Originally published at:


I suspect this writer resents being assigned biology instead of physics.


The first draft said “kid brother”.


I see what you did there :wink:


The second said “baby sister”.


Good $deity. I thought this was going to be another one of those “Check out the latest hijinks from Scarfolk” posts.

My next guess, of course, would have been, “Look at the new curriculum DeVos just approved!”

The closest thing I can think of that I actually encountered would have been a rather terrible science book I found during my youth, full of rather vapid statements along the lines of “Do x. What happens?” without providing any suggestion as to what one might begin to expect. Perhaps that’s the way science ought to taught, but there were some bafflingly ornate setups, like “Catch these predatory insects. Catch these prey insects. Line up the predators on one side of a piece of paper and the prey on the other side. What happens?”


hoping the revised edition will say “shit-gibbon”


Is this a situation where the book was translated INTO English and “kitten” was a poorly selected word ?


So does this mean the student goes back to the end of the hierarchy (because murder) when they reincarnate, and the kitten advances one level?


I suspect the DeVos version would involve the kitten still being alive through divine intervention, but only if it had lived a good Christian life :rolling_eyes:


If the kitten is young enough it probably has at least six or seven lives left… right? :grin: :confused: :sweat: Right? :disappointed:


But if you don’t open the boxes, both kittens are both dead and alive.


It’s acceptable science if you do it with goldfish.


(slow clap) Nicely done on that.


Hopefully the bad karma moves up the chain to the author and publisher.


Printed in Texas! The only true “Murica!” state!
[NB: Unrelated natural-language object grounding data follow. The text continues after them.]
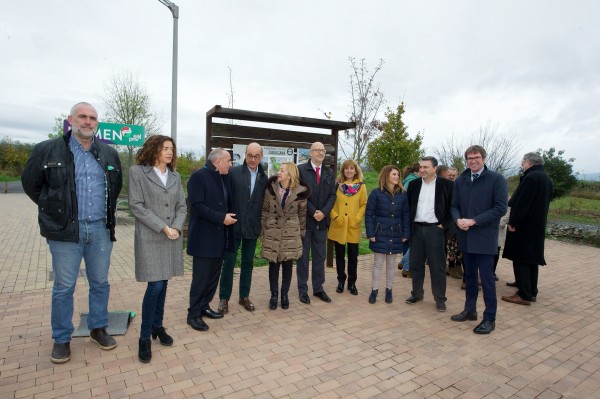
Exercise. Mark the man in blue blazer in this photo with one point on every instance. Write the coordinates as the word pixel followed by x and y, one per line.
pixel 479 201
pixel 429 200
pixel 321 181
pixel 209 233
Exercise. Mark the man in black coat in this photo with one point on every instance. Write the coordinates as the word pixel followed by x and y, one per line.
pixel 526 228
pixel 429 199
pixel 321 181
pixel 209 233
pixel 248 183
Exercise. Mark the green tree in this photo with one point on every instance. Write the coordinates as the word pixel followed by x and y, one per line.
pixel 394 146
pixel 560 171
pixel 58 128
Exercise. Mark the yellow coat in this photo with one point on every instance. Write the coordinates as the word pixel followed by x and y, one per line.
pixel 347 216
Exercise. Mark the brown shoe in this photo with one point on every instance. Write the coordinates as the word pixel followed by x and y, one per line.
pixel 101 337
pixel 223 306
pixel 247 304
pixel 516 299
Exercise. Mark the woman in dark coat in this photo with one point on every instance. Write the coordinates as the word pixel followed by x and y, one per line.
pixel 153 183
pixel 283 225
pixel 387 222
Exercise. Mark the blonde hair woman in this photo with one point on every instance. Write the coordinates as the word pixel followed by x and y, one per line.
pixel 346 219
pixel 283 224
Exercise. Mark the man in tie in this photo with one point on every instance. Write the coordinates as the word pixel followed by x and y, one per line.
pixel 479 201
pixel 321 181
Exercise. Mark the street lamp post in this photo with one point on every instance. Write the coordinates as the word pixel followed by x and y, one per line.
pixel 175 11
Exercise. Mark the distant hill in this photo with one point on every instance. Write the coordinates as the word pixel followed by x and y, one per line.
pixel 589 176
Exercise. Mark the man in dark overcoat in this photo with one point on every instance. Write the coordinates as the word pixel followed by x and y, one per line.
pixel 527 227
pixel 248 182
pixel 209 233
pixel 321 181
pixel 479 200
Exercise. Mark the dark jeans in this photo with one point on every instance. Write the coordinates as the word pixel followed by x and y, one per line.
pixel 315 244
pixel 340 262
pixel 526 277
pixel 229 260
pixel 205 278
pixel 286 278
pixel 153 307
pixel 484 265
pixel 427 243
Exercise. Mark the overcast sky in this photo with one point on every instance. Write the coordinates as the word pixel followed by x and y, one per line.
pixel 531 68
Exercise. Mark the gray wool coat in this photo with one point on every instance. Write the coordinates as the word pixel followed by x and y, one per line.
pixel 155 206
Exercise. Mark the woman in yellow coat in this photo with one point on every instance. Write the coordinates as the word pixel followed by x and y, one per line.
pixel 346 221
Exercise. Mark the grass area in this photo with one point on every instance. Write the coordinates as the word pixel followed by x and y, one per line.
pixel 9 178
pixel 576 210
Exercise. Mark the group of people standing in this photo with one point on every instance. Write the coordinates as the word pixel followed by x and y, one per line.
pixel 75 180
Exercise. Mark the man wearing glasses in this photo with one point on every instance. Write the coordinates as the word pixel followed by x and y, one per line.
pixel 248 183
pixel 479 201
pixel 321 181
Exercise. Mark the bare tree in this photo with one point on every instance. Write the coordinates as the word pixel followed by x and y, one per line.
pixel 501 149
pixel 128 102
pixel 364 109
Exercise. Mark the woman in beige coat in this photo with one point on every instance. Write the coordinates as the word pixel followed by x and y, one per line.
pixel 346 219
pixel 283 224
pixel 156 200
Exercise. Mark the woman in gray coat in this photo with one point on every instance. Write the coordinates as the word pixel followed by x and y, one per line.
pixel 156 200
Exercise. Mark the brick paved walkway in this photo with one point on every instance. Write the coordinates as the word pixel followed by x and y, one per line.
pixel 348 348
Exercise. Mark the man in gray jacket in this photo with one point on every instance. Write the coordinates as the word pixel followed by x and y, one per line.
pixel 248 183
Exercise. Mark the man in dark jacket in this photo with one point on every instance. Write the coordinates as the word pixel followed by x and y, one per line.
pixel 321 181
pixel 429 199
pixel 527 227
pixel 209 233
pixel 75 180
pixel 248 183
pixel 478 202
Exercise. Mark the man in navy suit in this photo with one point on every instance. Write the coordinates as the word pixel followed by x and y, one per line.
pixel 479 201
pixel 209 233
pixel 429 200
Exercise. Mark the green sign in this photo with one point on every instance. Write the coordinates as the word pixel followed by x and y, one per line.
pixel 116 133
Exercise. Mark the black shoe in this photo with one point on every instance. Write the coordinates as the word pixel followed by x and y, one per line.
pixel 164 338
pixel 198 324
pixel 101 337
pixel 413 299
pixel 304 298
pixel 322 296
pixel 211 314
pixel 61 353
pixel 145 351
pixel 388 296
pixel 485 327
pixel 373 296
pixel 273 301
pixel 285 301
pixel 464 316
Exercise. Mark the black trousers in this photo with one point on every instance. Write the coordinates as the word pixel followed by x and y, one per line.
pixel 286 278
pixel 205 278
pixel 526 277
pixel 340 262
I believe Priestley did it with a mouse in a bell jar. Or maybe it was Lavoisier? Google to the rescue… Joseph Priestley, last defender of phlogiston, in 1772 and 1774.
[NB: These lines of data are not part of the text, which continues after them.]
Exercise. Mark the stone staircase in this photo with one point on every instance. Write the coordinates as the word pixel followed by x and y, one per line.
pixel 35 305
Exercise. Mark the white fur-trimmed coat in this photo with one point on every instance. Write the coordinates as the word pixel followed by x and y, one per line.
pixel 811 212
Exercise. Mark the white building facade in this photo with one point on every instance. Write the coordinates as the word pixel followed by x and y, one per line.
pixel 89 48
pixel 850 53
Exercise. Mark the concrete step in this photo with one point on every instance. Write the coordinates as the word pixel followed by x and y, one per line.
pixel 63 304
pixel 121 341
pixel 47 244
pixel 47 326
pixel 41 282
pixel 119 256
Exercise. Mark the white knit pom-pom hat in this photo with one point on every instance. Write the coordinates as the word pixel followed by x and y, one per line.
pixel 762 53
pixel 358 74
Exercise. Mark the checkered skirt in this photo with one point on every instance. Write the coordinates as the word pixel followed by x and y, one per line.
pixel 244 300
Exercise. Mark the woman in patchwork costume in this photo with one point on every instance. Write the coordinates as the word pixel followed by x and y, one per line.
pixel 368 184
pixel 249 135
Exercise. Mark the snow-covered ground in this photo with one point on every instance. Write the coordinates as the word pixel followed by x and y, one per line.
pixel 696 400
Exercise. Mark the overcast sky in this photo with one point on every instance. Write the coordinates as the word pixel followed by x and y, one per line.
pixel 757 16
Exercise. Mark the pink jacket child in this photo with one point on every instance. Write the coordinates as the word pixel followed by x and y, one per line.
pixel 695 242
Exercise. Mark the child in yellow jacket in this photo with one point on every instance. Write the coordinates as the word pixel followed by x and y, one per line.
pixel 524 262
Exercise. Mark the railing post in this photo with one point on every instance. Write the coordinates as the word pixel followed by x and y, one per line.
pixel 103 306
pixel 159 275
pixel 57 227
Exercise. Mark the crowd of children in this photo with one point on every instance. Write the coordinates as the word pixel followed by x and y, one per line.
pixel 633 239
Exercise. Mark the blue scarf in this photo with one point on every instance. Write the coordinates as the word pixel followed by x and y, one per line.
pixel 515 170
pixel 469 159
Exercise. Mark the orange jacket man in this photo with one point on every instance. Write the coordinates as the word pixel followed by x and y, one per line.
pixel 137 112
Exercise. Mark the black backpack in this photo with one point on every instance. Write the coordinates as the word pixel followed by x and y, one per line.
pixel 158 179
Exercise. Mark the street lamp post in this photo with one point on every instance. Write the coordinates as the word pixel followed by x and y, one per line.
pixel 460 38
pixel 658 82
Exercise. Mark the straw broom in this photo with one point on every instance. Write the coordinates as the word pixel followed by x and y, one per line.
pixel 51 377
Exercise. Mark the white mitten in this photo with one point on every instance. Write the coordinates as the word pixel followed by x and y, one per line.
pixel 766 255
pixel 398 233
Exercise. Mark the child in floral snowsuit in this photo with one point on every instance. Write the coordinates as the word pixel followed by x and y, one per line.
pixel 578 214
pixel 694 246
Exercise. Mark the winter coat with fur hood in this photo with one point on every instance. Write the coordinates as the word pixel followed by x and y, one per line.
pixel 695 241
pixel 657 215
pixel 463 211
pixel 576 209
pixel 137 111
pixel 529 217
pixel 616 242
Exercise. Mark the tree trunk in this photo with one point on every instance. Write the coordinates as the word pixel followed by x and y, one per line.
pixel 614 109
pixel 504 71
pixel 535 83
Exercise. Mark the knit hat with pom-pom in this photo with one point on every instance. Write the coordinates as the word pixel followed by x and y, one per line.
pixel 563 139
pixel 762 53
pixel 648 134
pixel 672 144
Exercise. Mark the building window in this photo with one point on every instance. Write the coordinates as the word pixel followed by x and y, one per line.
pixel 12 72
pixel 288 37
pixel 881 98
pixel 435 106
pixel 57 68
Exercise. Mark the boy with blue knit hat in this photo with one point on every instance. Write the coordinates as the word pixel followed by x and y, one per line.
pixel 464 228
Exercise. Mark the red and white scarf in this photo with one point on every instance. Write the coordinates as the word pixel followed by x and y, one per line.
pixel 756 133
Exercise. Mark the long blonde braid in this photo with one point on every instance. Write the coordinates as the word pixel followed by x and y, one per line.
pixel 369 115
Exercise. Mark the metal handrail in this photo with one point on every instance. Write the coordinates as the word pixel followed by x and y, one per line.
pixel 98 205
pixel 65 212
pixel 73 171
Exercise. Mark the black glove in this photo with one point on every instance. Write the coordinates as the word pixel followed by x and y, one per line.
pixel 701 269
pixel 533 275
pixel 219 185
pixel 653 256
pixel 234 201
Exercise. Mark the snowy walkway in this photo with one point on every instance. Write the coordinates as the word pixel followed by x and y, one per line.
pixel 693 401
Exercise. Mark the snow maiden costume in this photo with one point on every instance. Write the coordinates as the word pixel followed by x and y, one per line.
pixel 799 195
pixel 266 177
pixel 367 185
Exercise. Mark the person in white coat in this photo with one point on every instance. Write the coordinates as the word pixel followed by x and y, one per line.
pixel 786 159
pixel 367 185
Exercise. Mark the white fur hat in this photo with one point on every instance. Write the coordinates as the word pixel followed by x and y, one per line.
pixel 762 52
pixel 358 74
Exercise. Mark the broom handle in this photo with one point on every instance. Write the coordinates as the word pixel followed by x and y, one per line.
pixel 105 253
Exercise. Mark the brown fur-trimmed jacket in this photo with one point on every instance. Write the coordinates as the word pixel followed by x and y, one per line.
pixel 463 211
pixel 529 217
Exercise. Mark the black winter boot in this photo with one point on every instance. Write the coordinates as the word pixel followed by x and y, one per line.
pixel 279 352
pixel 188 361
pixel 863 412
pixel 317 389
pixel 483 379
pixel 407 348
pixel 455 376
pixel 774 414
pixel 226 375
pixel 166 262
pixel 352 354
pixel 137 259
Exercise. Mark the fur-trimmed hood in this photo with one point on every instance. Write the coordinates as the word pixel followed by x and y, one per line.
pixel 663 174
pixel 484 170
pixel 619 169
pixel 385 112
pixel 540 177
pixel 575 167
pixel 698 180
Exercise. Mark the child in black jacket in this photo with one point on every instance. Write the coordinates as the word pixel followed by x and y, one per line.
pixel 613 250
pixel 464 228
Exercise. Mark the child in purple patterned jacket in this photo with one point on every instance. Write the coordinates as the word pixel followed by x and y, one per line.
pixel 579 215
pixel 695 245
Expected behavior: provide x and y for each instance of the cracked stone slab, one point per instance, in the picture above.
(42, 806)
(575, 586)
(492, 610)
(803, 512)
I once worked converting text books into more accessible formats. It worked with textbooks from publishers major and minor. We found all sorts of hilarious text inclusions and mistakes. The most egregious,I wish I had a picture of it, was in the answer section of a textbook where there were interspersed rants about a former love. If my memory serves correctly, it was a math book and included text about herpes and the lovers various failings.

The number of hands that touch a book is amazing. Books often have regional editions (state, province, county, etc
). A book can have market specific editions based off needs. For instance books can be divided or combined for semester or quarter system classes. This is one place where a lot of people, often unacredited, have the ability to change, remove or add material.
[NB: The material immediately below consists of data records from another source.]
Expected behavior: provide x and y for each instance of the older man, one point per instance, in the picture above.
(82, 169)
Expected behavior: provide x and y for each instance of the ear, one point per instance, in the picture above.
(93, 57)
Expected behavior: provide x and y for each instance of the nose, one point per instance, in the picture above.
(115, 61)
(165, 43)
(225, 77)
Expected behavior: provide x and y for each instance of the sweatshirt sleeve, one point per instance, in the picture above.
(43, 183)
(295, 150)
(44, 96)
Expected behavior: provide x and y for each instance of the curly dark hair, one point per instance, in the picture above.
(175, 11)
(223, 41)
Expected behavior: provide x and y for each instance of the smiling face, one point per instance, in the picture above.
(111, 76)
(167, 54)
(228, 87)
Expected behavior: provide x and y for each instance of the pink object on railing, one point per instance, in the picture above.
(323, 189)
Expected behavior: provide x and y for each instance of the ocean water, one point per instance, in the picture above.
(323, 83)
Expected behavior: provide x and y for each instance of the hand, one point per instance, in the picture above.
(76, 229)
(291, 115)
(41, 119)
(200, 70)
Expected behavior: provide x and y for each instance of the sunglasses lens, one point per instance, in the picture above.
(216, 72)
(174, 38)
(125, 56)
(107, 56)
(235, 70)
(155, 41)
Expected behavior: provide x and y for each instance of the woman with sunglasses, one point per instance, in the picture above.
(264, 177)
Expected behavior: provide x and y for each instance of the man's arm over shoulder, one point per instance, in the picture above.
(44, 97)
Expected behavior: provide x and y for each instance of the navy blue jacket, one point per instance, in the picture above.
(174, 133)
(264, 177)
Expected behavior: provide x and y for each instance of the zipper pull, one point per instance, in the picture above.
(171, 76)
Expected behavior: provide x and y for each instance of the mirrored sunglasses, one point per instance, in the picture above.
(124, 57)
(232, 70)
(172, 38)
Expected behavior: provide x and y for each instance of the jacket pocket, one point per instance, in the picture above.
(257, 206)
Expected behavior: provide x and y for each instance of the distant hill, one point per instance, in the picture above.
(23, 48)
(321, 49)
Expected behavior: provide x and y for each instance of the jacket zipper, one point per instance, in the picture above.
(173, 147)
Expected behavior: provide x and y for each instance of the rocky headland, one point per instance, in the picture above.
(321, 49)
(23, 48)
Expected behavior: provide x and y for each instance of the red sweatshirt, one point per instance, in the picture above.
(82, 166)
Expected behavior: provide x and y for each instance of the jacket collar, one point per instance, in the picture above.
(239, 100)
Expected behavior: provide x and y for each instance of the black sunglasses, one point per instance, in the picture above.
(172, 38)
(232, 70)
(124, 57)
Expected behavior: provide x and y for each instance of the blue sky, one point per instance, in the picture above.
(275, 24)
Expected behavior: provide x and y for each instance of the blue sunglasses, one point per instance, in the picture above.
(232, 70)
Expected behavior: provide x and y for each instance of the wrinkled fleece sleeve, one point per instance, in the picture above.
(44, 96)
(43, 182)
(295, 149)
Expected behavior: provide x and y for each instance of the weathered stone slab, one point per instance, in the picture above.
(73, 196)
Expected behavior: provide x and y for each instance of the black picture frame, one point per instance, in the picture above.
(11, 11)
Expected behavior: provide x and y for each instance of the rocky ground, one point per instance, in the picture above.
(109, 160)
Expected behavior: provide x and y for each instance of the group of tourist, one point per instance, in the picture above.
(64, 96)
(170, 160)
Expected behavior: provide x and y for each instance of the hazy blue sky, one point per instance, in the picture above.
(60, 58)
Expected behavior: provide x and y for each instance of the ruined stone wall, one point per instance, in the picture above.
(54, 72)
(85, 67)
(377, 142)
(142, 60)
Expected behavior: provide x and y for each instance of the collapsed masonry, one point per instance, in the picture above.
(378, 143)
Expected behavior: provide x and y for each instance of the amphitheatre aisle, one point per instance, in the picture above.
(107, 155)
While the author may be at fault, there are many hands that have access to the text before it is printed. There is also a chance that the textbook is a bootleg copy. On more than one occasion, when contacting a publisher about a miss print (likely missing or duplicated pages) we also sent them a punch list of mistakes and odd bits of text that we found. We were quickly called back and apologized to. They mailed us overnight 2 copies of the book, including a teacher’s edition. They paid for an overnight return of the book. Later I was asked a bunch of questions by the publisher. It turned out that it was text from an early gaily for a preview edition. Printed textbook piracy is a real thing and there are companies that apparently attempt to sell books to unaware schools. Book sellers offer a great price, the schools get the books, often with old, error filled or odd text and poor graphics.


What they fail to mention is that the teacher’s edition has additional instructions to inform the state security services of which students actually attempt the exercise so that they can target them for future employment.


Because it was harmful to children. If it’s “harmful” to children, it’s hell on kittens. People suck. Present company excepted. (But not you or… you. You know who you are.)